Few can speak to that better than G. Dean Daniels.

"Dad was known in radio as Big Daddy," Daniels remembered. "That became as much his name as Glenn Dean Daniels Sr."

Glenn Dean Daniels Sr. had a long career in radio and moved to television, building a company in middle Tennessee called Video World Productions. They produced the Sing Out America gospel TV series. With the 1981 launch of MTV came a conversation.

"I asked dad, 'have you seen MTV?'" Daniels recounted. "He said, 'how would you like to see something like MTV in country music?' It was a brand new concept to me. I kinda went like, 'wow.'"

With 1983 came the launch of what was then-called CMTV.

"We were all excited," Daniels said. "This is awesome because we were doing and shooting music. [My dad] was the creator, founder, and the first president.
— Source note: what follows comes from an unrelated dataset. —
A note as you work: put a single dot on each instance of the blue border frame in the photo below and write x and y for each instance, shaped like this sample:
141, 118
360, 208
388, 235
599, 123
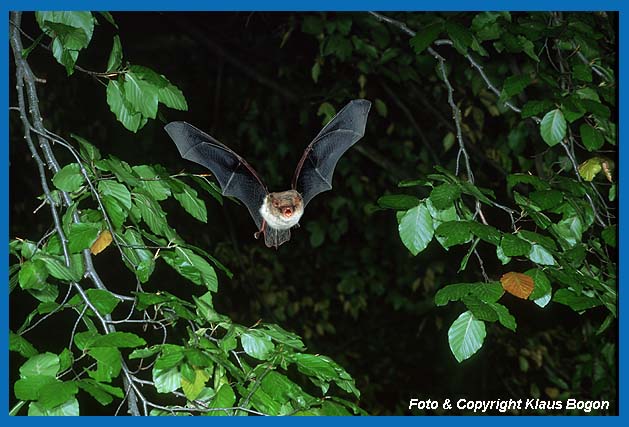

I worked with him for two years to put this thing together and developed all the programming."

In fact, CMTV started just two days before the launch of The Nashville Network, TNN.

There was an early change. MTV filed a trademark infringement lawsuit over the CMTV name. A change wasn't a problem.

"My dad immediately said, 'yeah, CMT works for me'," Daniels said.

Glenn Dean Daniels' story with CMT ends in 1984, but the impact of music videos on Nashville was immediate.

This is what CMT operations director Bob Baker said in 1991;

"Can an artist make it without video? Yes. Is it as easy? No."

Nashville suddenly had a lot of production houses making country videos. In 1991, one of those production teams reported making up to eight or nine videos a month.

The music video era also led to the rise of a different kind of country star.

"What I observed was Garth Brooks, coming in with the idea of doing huge concerts and patterning it after KISS," Daniels said.

The end of MTV's music channels is a little bittersweet for Daniels. It's part of his story with his dad, seeing that success of MTV and their music videos and getting to put a spin on that for another audience.